The day on 25th August, 2017 the Myanmar government with military and Rakhine extremists created a long planwise situation to drag away the minority Rohingya Muslims from their country of origin. At midnight, the military together with Rakhines commenced torching villages with launchers in Buthidaung, Rathidaung and Maungdow. When the Rohingyas came to know that the villages on fire, they began coming out from their houses and the military open fired toward the people cutting the others with swards. In the morning, the military arrested hundreds of Rohingys and females were taken away and many more were molest, assaulted and raped before the eyes of their dear and near ones. The Rakhines looted away the valuables and burned the empty houses.
The rest Rohingyas who could escape from the deadly firing started walking through the forests with their family members and villagers where many had to walk more then ten days to reach Naf river to cross to Bangladesh. Crossing the Naf river the Rohingyas got welcoming from the government of Bangladesh and her generous people. They were given food, water, cash money and shelters.

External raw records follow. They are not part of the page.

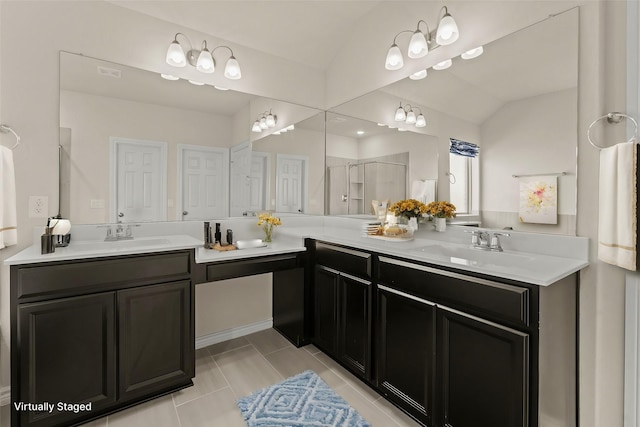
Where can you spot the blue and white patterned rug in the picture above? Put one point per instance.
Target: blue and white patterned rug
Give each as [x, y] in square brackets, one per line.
[302, 400]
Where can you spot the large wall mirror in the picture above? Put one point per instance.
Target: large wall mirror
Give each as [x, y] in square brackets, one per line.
[517, 102]
[142, 148]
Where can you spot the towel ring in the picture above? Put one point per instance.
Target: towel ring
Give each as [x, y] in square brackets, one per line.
[7, 129]
[613, 118]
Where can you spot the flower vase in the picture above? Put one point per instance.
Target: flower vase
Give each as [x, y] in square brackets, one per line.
[441, 224]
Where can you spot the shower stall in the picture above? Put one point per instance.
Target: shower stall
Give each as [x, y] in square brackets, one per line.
[353, 186]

I met a young woman in September, 2017 who told the horrific things she encounter that she newly wedded young husband and father-in-law were shot in front of her. She said, It is unacceptably hurt touching to my juvenile husband was shot and dying in front of me where I could do nothing for him and even I could not feet him water that he asked for. Then I was taken to an empty house together with my mother and other five women where the military attempted to take off my clothes and my mother was slaughtered before my eyes as she tried to prevent the military from raping. I was beaten very badly with handle of gun that I fell down and I remember that three military raped me then I lost my conscious. When her consciousness came back she found herself naked while the house was on fire. She broke and sneaks out from a corner of the house and crept to the paddy field. In the middle of the paddy field, she met her uncle who was sitting there since morning that he came there to graze cattle. He immediately gave her the shirt he was wearing so that she can cover her body.
National and international journalists and humanitarian workers hurried to the border areas to help report and support the coming Rohingyas from Myanmar. In few days later on, the government of Bangladesh with NGOs built shelters and registered the displaced Rohingyas.
In 2018, two attempt of repatriation failed as the Rohingyas were unwilling to go back to the same persecution before any justice is happen. They want the culprits to be arrested so that they get justification from the ICC and ICJ where Gambia filed case on behalf of the Rohingya minority and case is still undergoing.
Mohammed Shafi, RANE local representative and Rohingya
I visited Kutapalong camp in March 2018 to meet with our colleagues on the ground to deliver aid, sporting and education supplies for the young people in the camp. It was also an opportunity to research and take stock of the needs of the people and where RANE could have an impact.
I met Umme Salma who had fled Myanmar with her family on an arduous journey. She is one of many we started providing private tuition to continue their education as best as possible.
I spoke with many of the Rohingya refugees and listened to their stories and struggles leaving everything behind to survive.